Houston Texans Owner on Anthem Protesters: ‘Can’t Have Inmates Running the Prison’

AP Brandon Wade
AP Photo/Brandon Wade

Houston Texans Owner Bob McNair raised eyebrows at an NFL meeting earlier this month, with an expression he made regarding anthem-protesting players, saying that we “can’t have the inmates running the prison.” McNair has since apologized for the remark.

McNair reportedly made his initial comment during an October 17 NFL owners meeting held at league headquarters in New York, ESPN reported.

The NFL owner made his comment after fellow Texan Jerry Jones, owner of the Dallas Cowboys, said that the anthem protest was killing TV ratings and hurting the NFL’s bottom line.
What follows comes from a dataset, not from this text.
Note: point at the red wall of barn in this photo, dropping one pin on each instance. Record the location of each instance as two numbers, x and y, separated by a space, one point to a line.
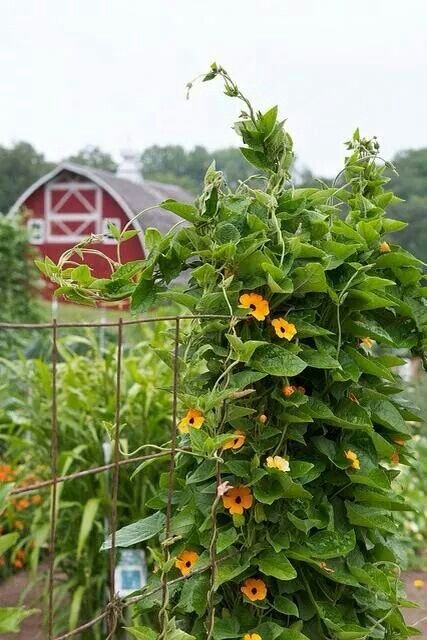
130 250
“See, Jones gets it — 96 percent of Americans are for guys standing,” McNair reportedly said. “We can’t have the inmates running the prison.”

However, Executive Vice President of football Operations, Troy Vincent, bristled at the analogy. According to TMZ, “Vincent reportedly told McNair that he had been called all sorts of terrible slurs during his NFL career — inlcuding the N-word — but never felt like an “inmate.”

ESPN wrote that McNair later approached Vincent and apologized, explaining that he was just using an old saying and didn’t mean to say that players were inmates.

After the ESPN story broke, McNair released a formal apology saying he regrets using the expression, according to TMZ Sports:

I regret that I used that expression. I never meant to offend anyone, and I was not referring to our players.

I used a figure of speech that was never intended to be taken literally.

I would never characterize our players or our league that way and I apologize to anyone who was offended by it.